Le seul service chargé des migrants au niveau local est celui de renseignements généraux des préfectures ou wilayas chargé de la surveillance, du suivi et du contrôle des flux




Traditionnellement pays d’émigration, le Maroc est devenu un pays d’accueil pour des milliers de migrants qui cherchent à s’y installer de manière durable ou définitivement.

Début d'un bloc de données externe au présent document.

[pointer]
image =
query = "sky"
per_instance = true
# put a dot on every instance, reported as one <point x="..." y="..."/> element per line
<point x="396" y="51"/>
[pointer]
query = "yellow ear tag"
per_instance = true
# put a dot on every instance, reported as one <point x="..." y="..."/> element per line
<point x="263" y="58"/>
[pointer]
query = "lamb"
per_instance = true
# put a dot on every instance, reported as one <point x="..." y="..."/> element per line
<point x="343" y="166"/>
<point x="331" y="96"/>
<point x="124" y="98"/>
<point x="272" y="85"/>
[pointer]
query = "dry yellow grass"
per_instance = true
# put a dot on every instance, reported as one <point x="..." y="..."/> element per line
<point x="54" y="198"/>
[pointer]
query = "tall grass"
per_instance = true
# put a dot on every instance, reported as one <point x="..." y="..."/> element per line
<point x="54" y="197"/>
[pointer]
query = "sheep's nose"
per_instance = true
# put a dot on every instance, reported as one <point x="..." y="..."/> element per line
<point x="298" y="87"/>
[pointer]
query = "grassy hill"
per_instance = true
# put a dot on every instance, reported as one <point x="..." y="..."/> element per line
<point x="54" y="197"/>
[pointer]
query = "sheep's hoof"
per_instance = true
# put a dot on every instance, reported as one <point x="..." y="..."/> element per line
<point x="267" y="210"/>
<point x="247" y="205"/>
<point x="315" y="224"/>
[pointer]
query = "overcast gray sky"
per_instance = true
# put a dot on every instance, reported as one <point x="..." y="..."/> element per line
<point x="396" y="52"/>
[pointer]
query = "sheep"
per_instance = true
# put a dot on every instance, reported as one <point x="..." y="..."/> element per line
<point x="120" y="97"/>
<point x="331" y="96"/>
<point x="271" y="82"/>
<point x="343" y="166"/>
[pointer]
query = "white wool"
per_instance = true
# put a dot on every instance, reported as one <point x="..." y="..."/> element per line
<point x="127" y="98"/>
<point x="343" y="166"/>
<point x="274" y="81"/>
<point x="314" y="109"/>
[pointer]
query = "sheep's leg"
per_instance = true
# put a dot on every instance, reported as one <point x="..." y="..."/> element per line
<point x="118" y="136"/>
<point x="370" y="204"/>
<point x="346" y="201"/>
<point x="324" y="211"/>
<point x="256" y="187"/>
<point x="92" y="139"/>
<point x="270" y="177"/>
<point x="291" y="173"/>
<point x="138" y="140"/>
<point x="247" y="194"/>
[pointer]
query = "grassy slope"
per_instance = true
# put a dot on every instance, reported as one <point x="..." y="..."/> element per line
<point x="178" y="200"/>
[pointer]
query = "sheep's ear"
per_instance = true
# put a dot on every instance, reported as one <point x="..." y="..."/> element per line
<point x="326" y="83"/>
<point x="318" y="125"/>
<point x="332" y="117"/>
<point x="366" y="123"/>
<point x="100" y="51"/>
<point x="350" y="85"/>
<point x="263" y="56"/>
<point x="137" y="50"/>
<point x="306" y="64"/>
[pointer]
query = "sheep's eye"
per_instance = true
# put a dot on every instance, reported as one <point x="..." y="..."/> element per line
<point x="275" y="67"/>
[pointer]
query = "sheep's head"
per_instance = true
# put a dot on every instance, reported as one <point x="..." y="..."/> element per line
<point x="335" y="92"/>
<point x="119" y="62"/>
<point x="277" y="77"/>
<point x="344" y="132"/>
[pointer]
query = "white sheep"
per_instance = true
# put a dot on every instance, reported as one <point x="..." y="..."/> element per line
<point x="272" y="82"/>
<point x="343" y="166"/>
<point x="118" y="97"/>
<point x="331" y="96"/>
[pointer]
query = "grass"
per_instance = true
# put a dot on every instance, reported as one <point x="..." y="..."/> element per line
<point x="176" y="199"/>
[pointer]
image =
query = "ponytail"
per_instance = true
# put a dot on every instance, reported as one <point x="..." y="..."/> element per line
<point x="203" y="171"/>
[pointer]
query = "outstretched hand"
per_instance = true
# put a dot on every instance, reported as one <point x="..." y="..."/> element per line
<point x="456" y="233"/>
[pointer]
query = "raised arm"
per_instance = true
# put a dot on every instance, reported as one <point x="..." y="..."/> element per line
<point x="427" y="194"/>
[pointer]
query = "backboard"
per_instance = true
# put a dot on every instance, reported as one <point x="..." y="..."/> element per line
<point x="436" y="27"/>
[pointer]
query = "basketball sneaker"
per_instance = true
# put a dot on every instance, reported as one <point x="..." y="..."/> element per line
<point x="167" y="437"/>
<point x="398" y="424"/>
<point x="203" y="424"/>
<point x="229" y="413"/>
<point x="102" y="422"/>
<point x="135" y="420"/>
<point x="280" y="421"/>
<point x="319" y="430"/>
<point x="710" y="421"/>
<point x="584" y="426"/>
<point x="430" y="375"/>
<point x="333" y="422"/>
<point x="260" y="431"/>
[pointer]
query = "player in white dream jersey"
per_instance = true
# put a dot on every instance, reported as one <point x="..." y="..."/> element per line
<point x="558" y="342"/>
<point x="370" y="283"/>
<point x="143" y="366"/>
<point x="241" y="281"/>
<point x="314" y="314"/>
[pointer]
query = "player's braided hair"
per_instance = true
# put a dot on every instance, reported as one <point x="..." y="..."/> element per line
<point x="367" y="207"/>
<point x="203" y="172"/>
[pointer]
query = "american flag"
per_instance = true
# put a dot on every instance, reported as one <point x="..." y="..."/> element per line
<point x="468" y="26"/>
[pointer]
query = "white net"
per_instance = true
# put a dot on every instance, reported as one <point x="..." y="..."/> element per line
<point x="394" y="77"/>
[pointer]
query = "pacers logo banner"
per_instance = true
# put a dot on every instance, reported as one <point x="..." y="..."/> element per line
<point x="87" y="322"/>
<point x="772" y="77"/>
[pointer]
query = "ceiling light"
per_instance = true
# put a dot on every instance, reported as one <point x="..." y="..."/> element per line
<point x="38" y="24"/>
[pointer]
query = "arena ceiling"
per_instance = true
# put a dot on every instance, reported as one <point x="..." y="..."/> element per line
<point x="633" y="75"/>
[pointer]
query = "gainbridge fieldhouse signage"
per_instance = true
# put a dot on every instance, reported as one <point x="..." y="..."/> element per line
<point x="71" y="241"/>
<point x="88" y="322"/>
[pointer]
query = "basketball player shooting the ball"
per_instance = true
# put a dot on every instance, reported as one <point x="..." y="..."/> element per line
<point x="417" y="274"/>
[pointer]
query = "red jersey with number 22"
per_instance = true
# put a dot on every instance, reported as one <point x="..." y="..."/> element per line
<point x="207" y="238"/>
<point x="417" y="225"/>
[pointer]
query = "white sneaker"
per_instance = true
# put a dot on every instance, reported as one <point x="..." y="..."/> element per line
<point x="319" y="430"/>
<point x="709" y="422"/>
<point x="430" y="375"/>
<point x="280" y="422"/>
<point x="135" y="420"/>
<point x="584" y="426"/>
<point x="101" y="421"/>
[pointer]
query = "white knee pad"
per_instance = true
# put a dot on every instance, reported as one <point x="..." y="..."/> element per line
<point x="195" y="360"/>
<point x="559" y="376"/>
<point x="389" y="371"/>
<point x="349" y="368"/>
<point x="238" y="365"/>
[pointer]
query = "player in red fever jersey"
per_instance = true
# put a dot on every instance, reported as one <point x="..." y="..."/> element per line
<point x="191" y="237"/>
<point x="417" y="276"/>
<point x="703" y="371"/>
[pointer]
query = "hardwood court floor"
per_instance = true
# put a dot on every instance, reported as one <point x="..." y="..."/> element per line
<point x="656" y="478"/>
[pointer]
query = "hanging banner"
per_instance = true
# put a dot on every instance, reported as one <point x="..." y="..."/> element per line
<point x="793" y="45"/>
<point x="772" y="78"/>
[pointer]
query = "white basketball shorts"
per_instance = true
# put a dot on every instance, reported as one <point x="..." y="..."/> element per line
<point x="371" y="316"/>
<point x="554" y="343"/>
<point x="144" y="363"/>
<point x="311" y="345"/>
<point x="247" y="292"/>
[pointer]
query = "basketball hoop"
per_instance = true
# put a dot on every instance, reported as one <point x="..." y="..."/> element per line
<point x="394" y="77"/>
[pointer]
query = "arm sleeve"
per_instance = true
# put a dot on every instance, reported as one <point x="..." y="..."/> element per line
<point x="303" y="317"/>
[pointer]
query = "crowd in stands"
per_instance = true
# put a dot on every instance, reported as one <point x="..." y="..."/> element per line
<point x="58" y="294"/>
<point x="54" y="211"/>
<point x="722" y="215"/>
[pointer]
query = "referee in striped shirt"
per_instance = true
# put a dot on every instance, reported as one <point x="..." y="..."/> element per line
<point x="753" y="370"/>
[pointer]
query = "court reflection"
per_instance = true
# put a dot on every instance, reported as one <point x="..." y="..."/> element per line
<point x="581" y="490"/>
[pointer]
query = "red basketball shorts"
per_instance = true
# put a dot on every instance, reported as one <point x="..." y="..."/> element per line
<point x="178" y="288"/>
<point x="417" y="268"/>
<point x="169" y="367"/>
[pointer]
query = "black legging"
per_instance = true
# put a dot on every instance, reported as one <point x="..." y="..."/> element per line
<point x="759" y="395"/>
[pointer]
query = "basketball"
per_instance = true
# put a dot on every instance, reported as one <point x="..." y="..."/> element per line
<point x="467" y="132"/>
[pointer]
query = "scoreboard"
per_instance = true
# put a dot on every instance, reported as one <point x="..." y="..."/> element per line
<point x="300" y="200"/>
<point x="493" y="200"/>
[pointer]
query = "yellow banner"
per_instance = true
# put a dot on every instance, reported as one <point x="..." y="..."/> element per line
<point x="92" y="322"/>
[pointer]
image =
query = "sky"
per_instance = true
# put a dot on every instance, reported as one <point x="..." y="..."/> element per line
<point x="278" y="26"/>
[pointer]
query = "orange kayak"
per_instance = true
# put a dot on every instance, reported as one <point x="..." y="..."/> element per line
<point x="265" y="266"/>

Leur nombre reste méconnu et seul le chiffre de 20.000 migrants régularisés dans le cadre de la campagne exceptionnelle de régularisation des étrangers en situation administrative irrégulière circule.  Face à ce nouveau contexte, une nouvelle politique de migration et d’intégration a été lancée en vue de gérer les flux migratoires et d’assurer une insertion sociale réussie des migrants et des réfugiés.  Pour ce faire, plusieurs programmes et décisions ont été prises dans les secteurs de l’éduction, de la santé, de l’emploi, de la formation professionnelle… afin d’améliorer les conditions de vie de ces migrants.
Pourtant, des questions demeurent : comment cette nouvelle politique d’immigration se décline-t-elle au niveau local ?  Comment ces migrants sont-ils accueillis  et intégrés dans les arrondissements et les communes où ils sont établis?  Qu’en est-il des compétences de ces dernières en  matière d’accueil et d’intégration? Les migrants ont-ils accès aux services communaux ?  Ont-ils  des besoins et des attentes différents de ceux des nationaux? Peut-on parler d’une clientèle de migrants pouvant influencer l’offre de services ? Comment les responsables locaux conçoivent-ils le volet accueil et intégration et comment régissent-ils concrètement?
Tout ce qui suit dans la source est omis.